Statistics Colloquium Series

Date: 

Monday, September 19, 2022, 12:00pm to 1:00pm

Location: 

Science Center, Room 316

Our upcoming event for the Statistics Department Colloquium Series is scheduled for this Monday, September 19th from 12:00 – 1:00pm (ET) and will be an in-person presentation Science Center Rm. 316. The speaker will be Linjun Zhang who is an Assistant Professor in the Department of Statistics at Rutgers Univeristy.

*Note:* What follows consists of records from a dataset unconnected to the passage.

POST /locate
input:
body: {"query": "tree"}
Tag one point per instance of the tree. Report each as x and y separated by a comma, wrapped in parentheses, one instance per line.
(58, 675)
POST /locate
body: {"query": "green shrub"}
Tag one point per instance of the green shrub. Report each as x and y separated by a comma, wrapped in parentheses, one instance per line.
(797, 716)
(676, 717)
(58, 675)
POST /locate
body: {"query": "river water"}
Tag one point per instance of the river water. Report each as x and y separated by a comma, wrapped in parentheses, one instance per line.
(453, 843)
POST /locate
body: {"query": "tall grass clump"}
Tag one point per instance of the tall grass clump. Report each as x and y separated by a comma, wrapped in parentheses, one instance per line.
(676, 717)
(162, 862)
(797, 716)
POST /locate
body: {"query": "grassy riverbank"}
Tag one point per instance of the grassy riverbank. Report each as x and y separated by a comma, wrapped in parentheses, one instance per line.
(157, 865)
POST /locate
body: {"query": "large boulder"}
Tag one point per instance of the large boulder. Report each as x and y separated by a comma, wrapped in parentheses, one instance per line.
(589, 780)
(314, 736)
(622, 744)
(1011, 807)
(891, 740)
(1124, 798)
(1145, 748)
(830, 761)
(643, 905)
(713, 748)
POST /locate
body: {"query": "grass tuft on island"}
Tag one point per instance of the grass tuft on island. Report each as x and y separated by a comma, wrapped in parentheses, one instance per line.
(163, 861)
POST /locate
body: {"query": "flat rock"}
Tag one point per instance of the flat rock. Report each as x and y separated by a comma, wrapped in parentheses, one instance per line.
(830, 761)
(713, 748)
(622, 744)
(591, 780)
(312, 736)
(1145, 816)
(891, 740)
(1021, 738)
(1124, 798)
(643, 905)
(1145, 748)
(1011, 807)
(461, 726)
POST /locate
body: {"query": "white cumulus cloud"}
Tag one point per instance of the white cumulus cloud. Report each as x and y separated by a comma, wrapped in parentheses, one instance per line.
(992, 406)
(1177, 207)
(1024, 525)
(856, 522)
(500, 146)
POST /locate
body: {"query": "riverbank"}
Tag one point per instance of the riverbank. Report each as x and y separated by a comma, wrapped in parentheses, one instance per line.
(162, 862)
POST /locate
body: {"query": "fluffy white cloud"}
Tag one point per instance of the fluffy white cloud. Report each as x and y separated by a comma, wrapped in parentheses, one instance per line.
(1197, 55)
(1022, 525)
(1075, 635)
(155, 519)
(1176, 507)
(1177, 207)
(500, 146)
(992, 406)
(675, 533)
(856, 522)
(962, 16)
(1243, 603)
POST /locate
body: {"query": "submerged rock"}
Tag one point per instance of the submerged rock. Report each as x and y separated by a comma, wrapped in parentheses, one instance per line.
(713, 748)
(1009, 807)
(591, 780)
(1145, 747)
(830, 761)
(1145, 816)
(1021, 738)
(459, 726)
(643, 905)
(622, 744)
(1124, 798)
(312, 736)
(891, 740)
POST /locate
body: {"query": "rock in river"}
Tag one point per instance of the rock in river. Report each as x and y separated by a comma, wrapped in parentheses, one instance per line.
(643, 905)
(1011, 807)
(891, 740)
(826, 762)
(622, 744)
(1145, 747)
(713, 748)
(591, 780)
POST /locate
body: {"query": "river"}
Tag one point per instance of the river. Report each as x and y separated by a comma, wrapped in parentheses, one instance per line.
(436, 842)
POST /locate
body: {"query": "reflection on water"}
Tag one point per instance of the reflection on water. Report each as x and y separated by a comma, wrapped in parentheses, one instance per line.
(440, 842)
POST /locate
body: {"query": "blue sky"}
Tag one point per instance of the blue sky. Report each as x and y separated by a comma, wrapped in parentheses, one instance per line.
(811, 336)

Title: The Cost of Privacy in Statistical Estimation

Abstract: Privacy-preserving techniques have been a central focus in data analysis nowadays. In this talk, we propose a general technique, the score attack, for lower bounding the differential-privacy-constrained minimax risk of parameter estimation. Inspired by the tracing attack idea in differential privacy, the score attack method is applicable to any statistical model with a well-defined score statistic and capable of optimally lower bounding the minimax risk of estimating unknown model parameters when the estimator is required to be differentially private. The effectiveness of this general method is demonstrated in a variety of examples: the generalized linear model in classical and high-dimensional sparse settings, the Bradley-Terry-Luce model for pairwise comparisons, and non-parametric function estimation in the Sobolev class.